Étant dans une phase de transmission communautaire, la faible capacité de dépistage et les incertitudes dans les procédures qui conduisent à un va-et-vient des patients dans plusieurs structures, contribueront à l’expansion du virus.
Les décès liés au covid-19 sont aussi inquiétants que le nombre de cas. En effet, un bon nombre des décès ont été confirmé en post mortem dont certains à domicile. La question reste à savoir si c’est le virus qui a causé directement le décès ou bien serait-il imputé à une autre pathologie associée ?
Il est plus qu’urgent de prendre en compte le contexte actuel de la méfiance de la population en vers les structures de santé, des croyances et fausses informations, de la faible capacité de notre système de santé afin de proposer une stratégie adaptée au contexte et acceptable pour la population. L’appui des associations des jeunes et femmes afin d’organiser des campagnes de sensibilisation et un dialogue avec les communautés est plus que jamais, primordial pour la lutte contre la COVID-19.
Biographie
Yahya Gnokane est médecin généraliste avec une expérience dans le domaine de la santé publique. Il travaille depuis 2018 comme assistant technique dans le programme AI-PASS dans le district de Bababé en Mauritanie.
Kirsten Accoe est sage-femme et experte en santé publique. Elle travaille au sein du Département Santé Publique de l’Institut de Médicine Tropicale d’Anvers depuis 2018 et est responsable pour le suivi scientifique du programme AI-PASS au niveau de deux districts.
Bart Criel est médecin généraliste, expert en santé publique, et professeur dans le Département Santé Publique de l’Institut de Médecine Tropicale d’Anvers. Il coordonne le suivi scientifique global du programme AI-PASS.
Intérêts concurrents
Enabel est l’Agence belge de développement responsable au travers d’une convention de délégation avec l’Union européenne de la mise en œuvre du volet d’appui institutionnel du Programme d’Appui au Secteur de la santé (PASS), financé par l’Union européenne en Mauritanie dans le cadre du 11ème FED (Fond européen de développement).
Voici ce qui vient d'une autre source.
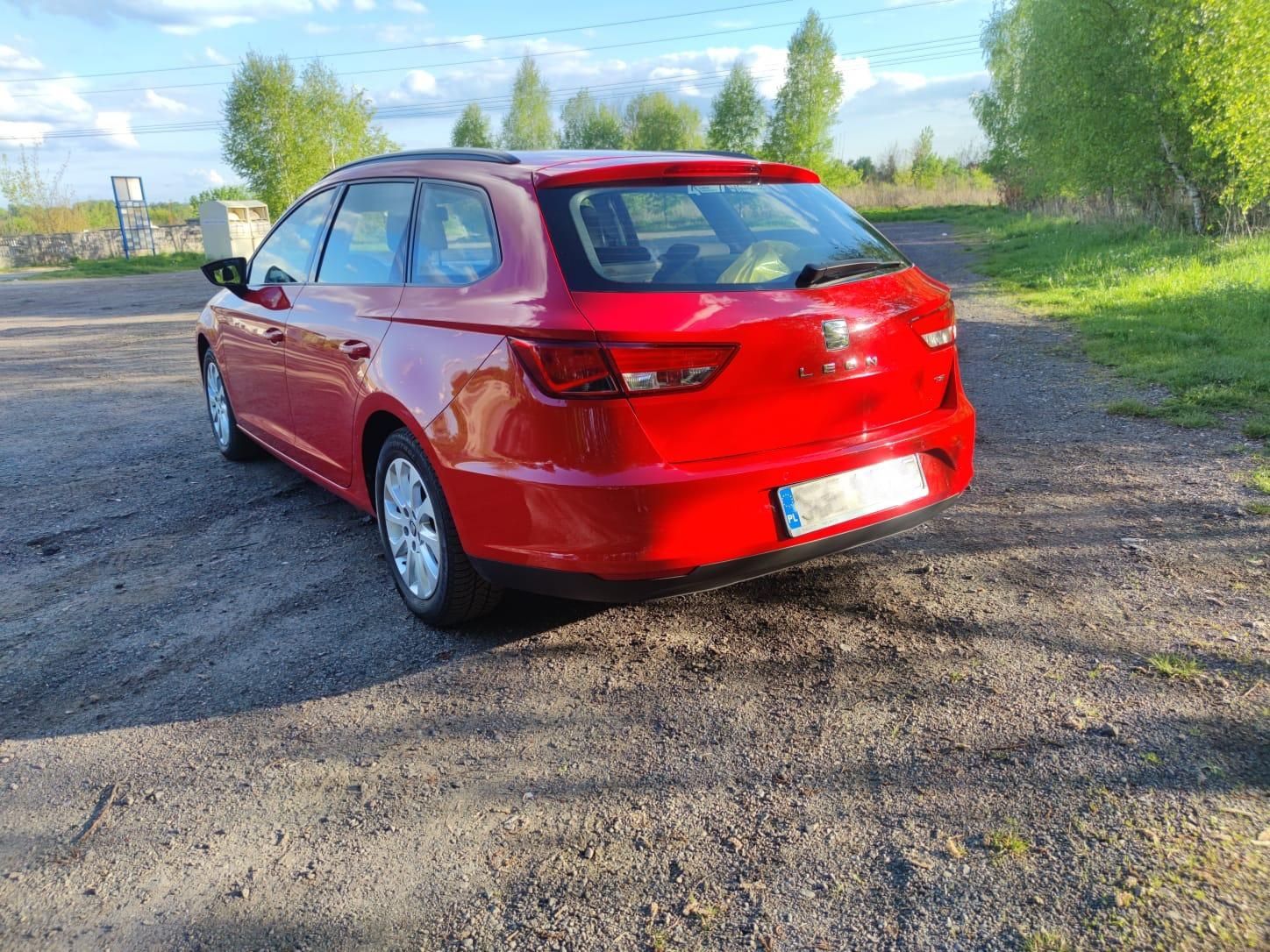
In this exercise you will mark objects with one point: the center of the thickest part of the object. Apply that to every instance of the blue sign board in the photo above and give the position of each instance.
(130, 202)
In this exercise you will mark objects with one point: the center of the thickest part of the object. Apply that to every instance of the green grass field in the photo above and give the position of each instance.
(1184, 314)
(118, 266)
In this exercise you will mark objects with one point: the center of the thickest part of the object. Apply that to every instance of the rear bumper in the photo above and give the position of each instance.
(653, 529)
(586, 586)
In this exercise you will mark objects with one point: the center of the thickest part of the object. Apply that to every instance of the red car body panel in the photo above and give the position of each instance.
(249, 337)
(621, 489)
(329, 328)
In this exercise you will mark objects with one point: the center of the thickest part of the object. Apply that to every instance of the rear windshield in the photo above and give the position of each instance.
(705, 238)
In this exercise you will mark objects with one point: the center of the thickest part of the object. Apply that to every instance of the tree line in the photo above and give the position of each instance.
(39, 203)
(796, 131)
(1138, 102)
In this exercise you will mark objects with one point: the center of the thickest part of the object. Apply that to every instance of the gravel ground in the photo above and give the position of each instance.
(220, 728)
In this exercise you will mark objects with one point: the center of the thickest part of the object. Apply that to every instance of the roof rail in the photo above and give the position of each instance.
(471, 155)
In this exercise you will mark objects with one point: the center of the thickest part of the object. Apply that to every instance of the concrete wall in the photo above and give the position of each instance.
(30, 250)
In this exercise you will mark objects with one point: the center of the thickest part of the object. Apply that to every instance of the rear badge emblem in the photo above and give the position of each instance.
(836, 335)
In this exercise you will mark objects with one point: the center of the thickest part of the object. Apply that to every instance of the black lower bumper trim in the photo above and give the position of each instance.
(586, 586)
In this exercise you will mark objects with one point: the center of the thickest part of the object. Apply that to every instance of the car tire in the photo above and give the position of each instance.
(232, 442)
(433, 574)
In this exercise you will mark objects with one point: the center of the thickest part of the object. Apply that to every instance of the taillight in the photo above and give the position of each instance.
(567, 370)
(938, 328)
(587, 370)
(646, 368)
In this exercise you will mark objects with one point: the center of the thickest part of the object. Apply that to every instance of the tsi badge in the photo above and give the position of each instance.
(836, 337)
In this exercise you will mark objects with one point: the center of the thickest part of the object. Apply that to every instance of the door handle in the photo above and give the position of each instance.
(356, 349)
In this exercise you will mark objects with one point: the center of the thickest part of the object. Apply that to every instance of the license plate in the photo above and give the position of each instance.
(847, 495)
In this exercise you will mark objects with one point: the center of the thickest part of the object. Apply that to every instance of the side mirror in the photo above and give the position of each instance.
(227, 274)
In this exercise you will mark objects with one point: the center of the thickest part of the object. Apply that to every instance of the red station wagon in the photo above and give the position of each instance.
(601, 376)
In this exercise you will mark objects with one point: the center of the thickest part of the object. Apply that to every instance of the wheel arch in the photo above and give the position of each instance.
(380, 419)
(203, 347)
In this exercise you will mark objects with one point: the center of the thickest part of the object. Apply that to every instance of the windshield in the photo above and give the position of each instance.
(709, 238)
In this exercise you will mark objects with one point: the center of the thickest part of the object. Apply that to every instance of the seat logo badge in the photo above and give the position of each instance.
(836, 335)
(851, 363)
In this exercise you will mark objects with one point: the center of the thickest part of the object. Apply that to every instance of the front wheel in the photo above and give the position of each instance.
(232, 442)
(421, 544)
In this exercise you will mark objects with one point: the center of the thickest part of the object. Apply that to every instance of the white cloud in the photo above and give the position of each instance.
(54, 101)
(13, 59)
(417, 82)
(207, 176)
(22, 133)
(220, 22)
(118, 128)
(175, 17)
(164, 104)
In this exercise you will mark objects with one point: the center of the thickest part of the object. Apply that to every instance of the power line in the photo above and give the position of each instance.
(434, 45)
(536, 56)
(935, 50)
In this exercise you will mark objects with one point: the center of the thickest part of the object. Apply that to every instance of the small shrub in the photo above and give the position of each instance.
(1007, 842)
(1179, 666)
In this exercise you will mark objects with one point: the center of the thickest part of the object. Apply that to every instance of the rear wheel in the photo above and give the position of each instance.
(232, 442)
(421, 544)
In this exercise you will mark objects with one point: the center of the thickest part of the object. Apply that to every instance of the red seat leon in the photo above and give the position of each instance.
(603, 376)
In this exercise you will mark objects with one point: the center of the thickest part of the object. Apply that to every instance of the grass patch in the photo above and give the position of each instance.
(1184, 312)
(1179, 666)
(1007, 842)
(964, 215)
(1046, 941)
(121, 266)
(1260, 479)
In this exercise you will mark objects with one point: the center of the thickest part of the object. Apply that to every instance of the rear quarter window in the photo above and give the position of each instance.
(703, 237)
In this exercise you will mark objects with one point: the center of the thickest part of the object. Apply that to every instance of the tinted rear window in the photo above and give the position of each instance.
(703, 238)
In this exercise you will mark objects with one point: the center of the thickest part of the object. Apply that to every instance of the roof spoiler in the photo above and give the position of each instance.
(703, 167)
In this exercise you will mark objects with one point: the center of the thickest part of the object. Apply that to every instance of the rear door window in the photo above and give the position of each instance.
(367, 243)
(286, 254)
(455, 238)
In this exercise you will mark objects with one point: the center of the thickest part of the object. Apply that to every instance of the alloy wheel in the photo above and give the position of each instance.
(218, 405)
(410, 522)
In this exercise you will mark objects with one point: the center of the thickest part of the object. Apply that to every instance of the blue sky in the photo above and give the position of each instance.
(906, 64)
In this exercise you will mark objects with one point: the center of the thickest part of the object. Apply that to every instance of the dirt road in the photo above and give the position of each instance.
(220, 728)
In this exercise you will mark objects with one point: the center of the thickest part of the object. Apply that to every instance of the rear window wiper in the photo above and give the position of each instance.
(814, 274)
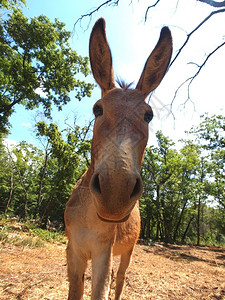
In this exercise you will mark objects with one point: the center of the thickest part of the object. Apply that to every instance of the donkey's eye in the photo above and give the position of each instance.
(148, 116)
(98, 111)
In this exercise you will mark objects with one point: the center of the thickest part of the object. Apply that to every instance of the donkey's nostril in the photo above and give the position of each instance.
(96, 184)
(137, 190)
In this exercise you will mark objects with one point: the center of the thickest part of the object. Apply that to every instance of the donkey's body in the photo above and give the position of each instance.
(102, 215)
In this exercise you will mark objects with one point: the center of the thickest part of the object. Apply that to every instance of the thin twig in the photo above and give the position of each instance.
(193, 31)
(191, 79)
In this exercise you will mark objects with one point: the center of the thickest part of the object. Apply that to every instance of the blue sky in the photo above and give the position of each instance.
(131, 41)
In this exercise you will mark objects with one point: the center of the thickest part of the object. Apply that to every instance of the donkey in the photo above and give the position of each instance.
(102, 215)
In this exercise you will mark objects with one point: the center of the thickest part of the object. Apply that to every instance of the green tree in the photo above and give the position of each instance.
(64, 163)
(37, 64)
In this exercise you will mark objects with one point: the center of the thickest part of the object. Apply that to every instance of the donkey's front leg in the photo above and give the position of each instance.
(101, 267)
(76, 265)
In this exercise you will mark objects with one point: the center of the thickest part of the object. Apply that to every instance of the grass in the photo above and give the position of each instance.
(27, 234)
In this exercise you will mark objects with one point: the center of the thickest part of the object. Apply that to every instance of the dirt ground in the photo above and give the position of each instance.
(156, 272)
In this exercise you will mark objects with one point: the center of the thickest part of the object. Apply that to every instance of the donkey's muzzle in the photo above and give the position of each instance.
(115, 196)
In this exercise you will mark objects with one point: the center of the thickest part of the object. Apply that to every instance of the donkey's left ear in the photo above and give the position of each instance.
(157, 63)
(101, 58)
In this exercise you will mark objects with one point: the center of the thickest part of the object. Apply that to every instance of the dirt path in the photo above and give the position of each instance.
(156, 272)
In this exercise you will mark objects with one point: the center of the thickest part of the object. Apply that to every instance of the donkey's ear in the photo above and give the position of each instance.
(100, 57)
(157, 63)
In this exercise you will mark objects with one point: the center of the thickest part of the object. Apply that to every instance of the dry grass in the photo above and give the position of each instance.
(156, 272)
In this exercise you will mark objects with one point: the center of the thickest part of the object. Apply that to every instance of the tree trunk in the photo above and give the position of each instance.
(186, 230)
(40, 186)
(198, 221)
(179, 221)
(11, 188)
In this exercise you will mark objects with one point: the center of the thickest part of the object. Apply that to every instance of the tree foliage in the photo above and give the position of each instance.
(183, 199)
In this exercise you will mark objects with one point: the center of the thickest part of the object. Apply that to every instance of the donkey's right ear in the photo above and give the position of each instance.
(101, 58)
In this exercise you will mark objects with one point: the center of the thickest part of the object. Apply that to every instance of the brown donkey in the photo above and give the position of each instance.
(102, 215)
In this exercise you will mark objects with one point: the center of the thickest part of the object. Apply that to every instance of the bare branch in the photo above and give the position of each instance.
(146, 13)
(213, 3)
(191, 79)
(194, 30)
(106, 3)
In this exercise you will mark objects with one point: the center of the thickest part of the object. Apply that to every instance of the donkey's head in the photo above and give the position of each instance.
(121, 126)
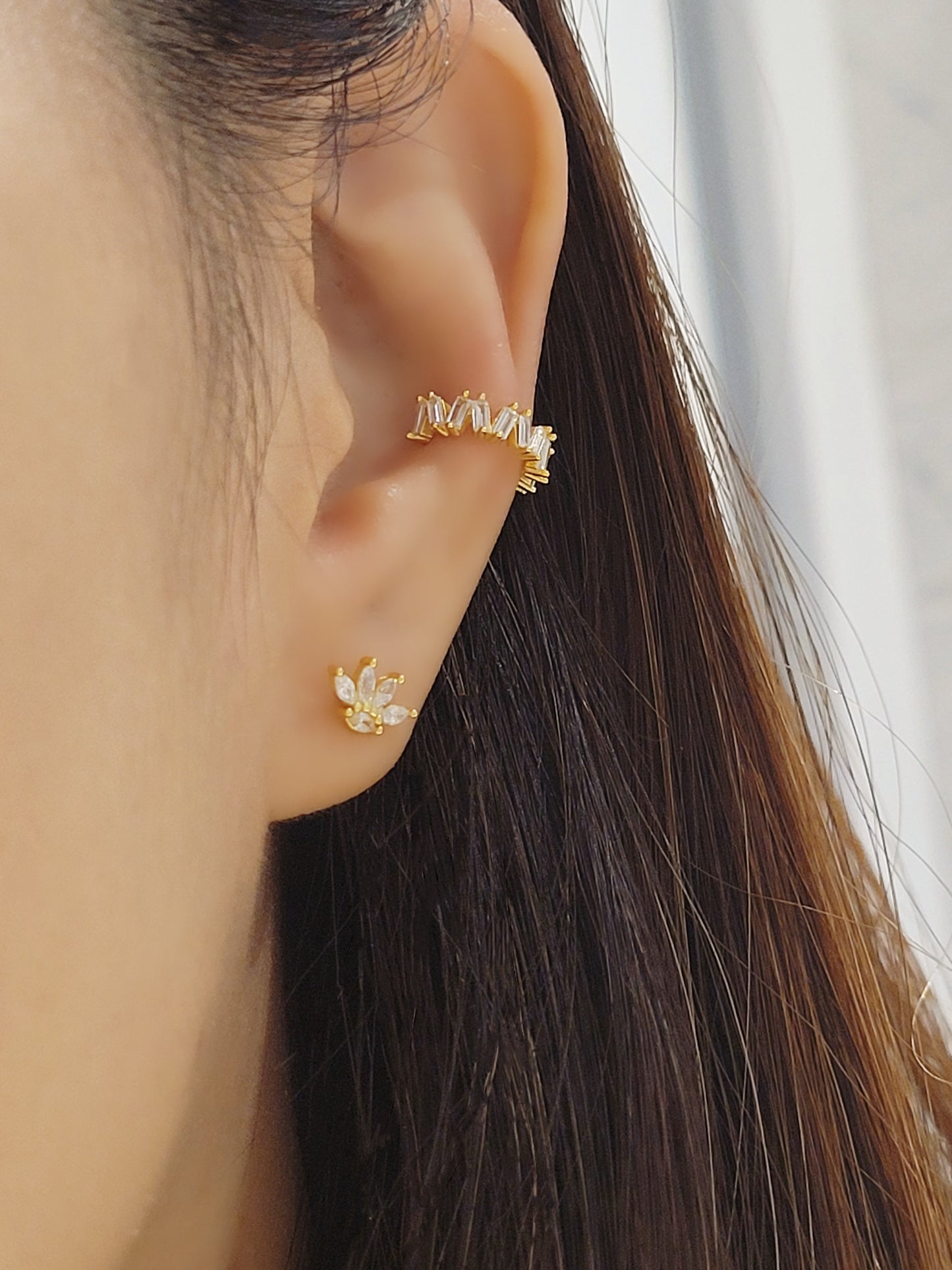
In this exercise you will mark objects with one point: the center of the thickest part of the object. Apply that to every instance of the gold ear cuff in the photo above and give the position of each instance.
(512, 426)
(367, 699)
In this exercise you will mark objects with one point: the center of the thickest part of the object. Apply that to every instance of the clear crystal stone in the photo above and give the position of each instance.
(541, 447)
(482, 416)
(437, 412)
(366, 683)
(385, 691)
(460, 413)
(524, 432)
(505, 422)
(346, 689)
(424, 426)
(394, 715)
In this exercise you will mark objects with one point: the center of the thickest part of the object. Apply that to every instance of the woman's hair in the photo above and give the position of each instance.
(600, 975)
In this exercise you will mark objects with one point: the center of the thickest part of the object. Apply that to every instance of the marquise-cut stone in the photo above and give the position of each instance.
(346, 689)
(366, 683)
(385, 693)
(394, 715)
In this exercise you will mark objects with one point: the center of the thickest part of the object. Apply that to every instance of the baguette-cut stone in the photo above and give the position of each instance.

Actuellement, dans le cadre du PASS, Enabel appuie techniquement le gouvernement mauritanien dans la lutte contre la pandémie de COVID-19. Par ailleurs, Enabel a un accord de collaboration avec le Département de la Santé Publique de l’IMT d’Anvers afin d’assurer le suivi scientifique des activités du PASS. Afin de limiter le risque de possible conflit d’intérêts, les trois auteurs de l’article ont toujours fait preuve d’un esprit critique rigoureux malgré leur implication dans le projet AI-PASS.